Bu düşünmeden yapılan hamleler bazen bambaşka sonuçlar da veriyor tabii. Raul’un gördüğü kırmızı kart her açıdan acıklı. Rakibinin baldırına böyle acımasızca basmak neden? Tehlike bölgesinden bu kadar uzakta bu kadar düşüncesizce davranabilmek. İşte böyle kritik iki anda değişti oyunun kaderi.
Ersun Yanal değişiklik yapmadan orta sahayı Kuyt’ın da yardımıyla Alper’e emanet etti. Golü bulunca da hamleyi geciktirdi. Devreyi bekledi belki. Yokuş aşağı bu hamlesizlikle gitti.
Gökhan’ın hatası ve sonrası
Olcay’ın attığı gol Fenerbahçe’ye nasıl gol atarsınız sorusunun harika bir cevabı orta sahadan hızla ve pasla sola açılan top. Olcay topa hakim oluyor büyük bir soğukkanlılıkkla sola çekiyor. Gökhan o seviyedeki bir oyuncu için hiç yapılmayacak bir işe imza atıyor. Ayakta kalıp rakibinin karşısında dikileceğine kayıp, boşaltıyor alanı. Olmayacak bir hata ve Olcay’dan ustalık.

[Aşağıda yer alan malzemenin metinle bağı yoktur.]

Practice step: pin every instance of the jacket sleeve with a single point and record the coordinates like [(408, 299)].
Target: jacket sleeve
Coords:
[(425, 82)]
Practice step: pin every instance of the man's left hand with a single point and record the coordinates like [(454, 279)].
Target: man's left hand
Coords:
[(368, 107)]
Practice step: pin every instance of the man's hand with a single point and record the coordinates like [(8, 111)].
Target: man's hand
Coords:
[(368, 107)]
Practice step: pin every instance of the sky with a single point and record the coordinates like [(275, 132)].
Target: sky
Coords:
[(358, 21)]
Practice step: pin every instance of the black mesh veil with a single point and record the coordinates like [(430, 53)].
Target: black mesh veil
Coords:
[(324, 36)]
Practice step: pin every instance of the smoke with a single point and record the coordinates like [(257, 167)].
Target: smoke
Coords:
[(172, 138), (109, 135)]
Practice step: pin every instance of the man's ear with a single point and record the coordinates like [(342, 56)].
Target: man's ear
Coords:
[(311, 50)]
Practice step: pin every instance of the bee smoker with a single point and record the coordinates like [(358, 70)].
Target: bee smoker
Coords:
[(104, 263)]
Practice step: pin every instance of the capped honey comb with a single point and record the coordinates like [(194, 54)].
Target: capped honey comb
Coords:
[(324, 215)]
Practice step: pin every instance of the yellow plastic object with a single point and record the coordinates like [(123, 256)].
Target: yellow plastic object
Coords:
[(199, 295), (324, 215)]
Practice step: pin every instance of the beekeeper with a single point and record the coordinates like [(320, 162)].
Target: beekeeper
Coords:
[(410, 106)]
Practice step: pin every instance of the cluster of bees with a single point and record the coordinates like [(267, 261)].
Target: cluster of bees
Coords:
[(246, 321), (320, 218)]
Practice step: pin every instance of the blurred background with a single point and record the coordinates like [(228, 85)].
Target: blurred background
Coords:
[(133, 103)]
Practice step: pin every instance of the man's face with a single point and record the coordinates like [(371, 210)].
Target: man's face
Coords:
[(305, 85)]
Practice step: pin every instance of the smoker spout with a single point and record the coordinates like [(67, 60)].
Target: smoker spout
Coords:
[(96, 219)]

2-1’den sonra olan ise Fenerbahçe orta sahasının sadece Alper’e kalışı sonrası devre bitene kadar iki stoperin Olcay ve Gökhan’la kalışı sonrası Almeida’nı sürekli boşta kalışı. 2-1’den sonra hemen 4-4-1 ya da 4-3-2’ye dönüp eksik kalışı avantaja bile çevirebilirdi Yanal. Beklemesi hata oldu. Orta saha savunma arasını rakibine teslim etti. Fernandes ve Oğuzhan kendisini gösterebildi. Devre bittiğinde normal yorum, farkın artabileceği olurdu.
İkinci yarıda diriliş
Yanal ikinci yarıya Emenike dahil herkesi oyunun kaynağına baskı yapmakla görevlendirdi. Alanı Beşiktaş için dar kıldılar. Fernandes dışında oyunu açacak oyuncu bulunamadı. Fenerbahçe beraberliği bulduğu 83’e kadar pozisyon vermeden ve sürekli bularak oyunu götürdü. Burada Caner, Alper ve Kuyt’ın harika bir şekilde alan daraltışını tebrik etmek lazım. Müthiş bir presle rakibi durdurdular.
Oğuzhan bir ‘galip’ mi?
Fenerbahçe’nin bu baskı oyununda Fernandes’in yalnız kalışı, ilk yarıda çok iyi bir asist Oğuzhan’ın onu yalnız bırakışı oyuncu özelliğiyle açıklanabilir. Ancak 85’den sonra bulduğu iki gol pozisyonunda ayakta kalamayışı, soğukkanlı şutlar bulamayışı ve kritik anlardaki pasa kayıplarıyla kaptırdığı toplar bir şeyle anlatıyor. Oğuzhan bu kadro yapısı içinde vasat olamaz. Böyle bir şansı yok. Bu tip bir maçta ‘winner/galip’ oyuncu karakteri koyması lazım ortaya. Oğuzhan yeteneğiyle göz kamaştırıyor. Ama şampiyon takımın yıldızı olacaksa fazlası lazım.
Çakır’ın kararları
Raul’un pozisyonuna bahane bulunmaz. Net kırmızı kart. Necip’in ikinci sarı kartı ise karşılıklı çekmede faul dahi değil. Pektemek’in elle oynayışı tartışmasız penaltı. Tolga - Kuyt çarpışma tarzına Türkiye’de her zaman faul veriliyor. O yüzden bir şey söylenemez. Ama bu yorum genel olarak yanlış. Altı pas dışında tamamen topla ilgili iki oyuncunun yükselişi, Tolga’nın topa yetişme şansı da yok gibi görünüyor. Karara itirazım yok. Ama Türkiye’deki bu yorum genel olarak gözden geçirilmeli.